Tim Peake, a British astronaut, has become only one of two people to have ever completed a marathon in space, the other being American Sunita Williams, who achieved the feat back in 2007. He completed the marathon aboard the space station’s treadmill and started at 1000 hours GMT just as the 33,000 participants started below in his native country below and finished it in an impressive time of 3:18:50. He had previously completed the marathon only once back in 1999, and since he was in space with less gravity, he needed to be much more resilient to finish this one!

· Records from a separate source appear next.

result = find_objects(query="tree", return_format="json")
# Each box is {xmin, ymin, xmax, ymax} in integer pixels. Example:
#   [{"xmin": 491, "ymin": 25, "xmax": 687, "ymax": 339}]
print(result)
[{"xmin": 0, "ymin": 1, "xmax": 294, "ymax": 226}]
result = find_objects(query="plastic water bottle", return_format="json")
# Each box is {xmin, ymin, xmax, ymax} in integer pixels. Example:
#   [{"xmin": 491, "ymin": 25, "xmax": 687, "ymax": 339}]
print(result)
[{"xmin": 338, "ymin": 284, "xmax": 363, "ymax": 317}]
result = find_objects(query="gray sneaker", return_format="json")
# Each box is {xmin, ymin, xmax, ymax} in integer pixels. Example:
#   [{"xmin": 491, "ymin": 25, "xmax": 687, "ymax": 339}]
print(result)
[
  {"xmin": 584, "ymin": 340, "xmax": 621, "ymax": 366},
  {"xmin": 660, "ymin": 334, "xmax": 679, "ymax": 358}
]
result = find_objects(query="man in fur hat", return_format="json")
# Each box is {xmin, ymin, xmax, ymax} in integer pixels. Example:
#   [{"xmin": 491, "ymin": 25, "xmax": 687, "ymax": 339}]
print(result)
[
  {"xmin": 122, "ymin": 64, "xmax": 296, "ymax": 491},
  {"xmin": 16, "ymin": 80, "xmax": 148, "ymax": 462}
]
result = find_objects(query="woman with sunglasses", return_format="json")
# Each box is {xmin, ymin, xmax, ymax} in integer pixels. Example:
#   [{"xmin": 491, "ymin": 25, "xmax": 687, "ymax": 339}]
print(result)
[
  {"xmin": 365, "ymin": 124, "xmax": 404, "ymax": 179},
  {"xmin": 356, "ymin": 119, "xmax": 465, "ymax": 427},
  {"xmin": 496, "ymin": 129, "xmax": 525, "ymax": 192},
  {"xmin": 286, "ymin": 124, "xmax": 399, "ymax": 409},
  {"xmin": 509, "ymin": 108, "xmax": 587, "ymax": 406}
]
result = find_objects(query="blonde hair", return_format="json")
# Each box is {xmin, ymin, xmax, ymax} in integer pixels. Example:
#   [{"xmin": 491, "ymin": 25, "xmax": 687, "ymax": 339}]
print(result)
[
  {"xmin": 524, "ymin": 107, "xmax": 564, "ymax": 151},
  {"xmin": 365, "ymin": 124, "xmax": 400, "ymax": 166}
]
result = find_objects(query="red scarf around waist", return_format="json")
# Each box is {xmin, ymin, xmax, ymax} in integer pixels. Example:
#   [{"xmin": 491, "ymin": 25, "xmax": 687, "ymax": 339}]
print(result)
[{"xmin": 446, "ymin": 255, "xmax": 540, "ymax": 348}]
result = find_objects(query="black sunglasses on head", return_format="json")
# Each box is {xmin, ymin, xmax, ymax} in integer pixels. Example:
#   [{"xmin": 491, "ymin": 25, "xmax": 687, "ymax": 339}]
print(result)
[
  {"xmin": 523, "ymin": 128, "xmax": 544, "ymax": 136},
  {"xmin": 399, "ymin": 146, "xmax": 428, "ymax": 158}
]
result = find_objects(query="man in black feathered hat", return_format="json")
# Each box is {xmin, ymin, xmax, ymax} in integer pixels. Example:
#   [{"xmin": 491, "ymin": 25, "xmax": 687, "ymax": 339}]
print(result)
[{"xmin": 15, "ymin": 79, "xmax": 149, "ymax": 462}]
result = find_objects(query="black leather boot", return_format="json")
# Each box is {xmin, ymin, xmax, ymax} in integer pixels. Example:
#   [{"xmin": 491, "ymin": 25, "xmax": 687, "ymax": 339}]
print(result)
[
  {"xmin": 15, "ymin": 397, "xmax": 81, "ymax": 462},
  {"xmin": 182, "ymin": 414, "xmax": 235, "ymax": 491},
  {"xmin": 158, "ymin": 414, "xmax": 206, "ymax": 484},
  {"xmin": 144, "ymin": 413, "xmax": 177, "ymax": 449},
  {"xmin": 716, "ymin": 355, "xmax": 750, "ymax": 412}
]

The T2 treadmill that he used is specifically designed to create a realistic experience just like on Earth itself. It works in such a way that the shaking of the rest of the station is avoided and while the user has to employ enough downward force simulating the running on Earth. So, if you think he floated his way across the marathon, you are dead wrong!
What made it even more challenging for Peake is that he had already undergone 18 weeks worth of muscle and bone loss while orbiting the Earth. In space, the microgravity affects astronauts more than anything, and recent experiments have showed us how much the human body can suffer while in the orbit. It is also one of the prime reasons why longer space odysseys like the trip to Mars are still a far cry because we don’t know to what extent the body can get damaged over the years of travelling it will require to reach that planet. Probably a lot and certainly a return trip is not possible with this level of deterioration.
To complete the marathon, Peake had adhered to a strict diet and exercise regime onboard the space station. Originally, when he started out he wanted to complete the marathon at a fixed 7.5 mph speed (12 Km/h). But, as his shoulder straps began to weigh in, he had to increase his speed to save his shoulders from fatigue. He also planned to see a live coverage of the event while he was doing his own run using the RunSocial app and sort of formed a connection between him and other runners in London. He eventually finished it in 3:35:21 hours and achieved his objective.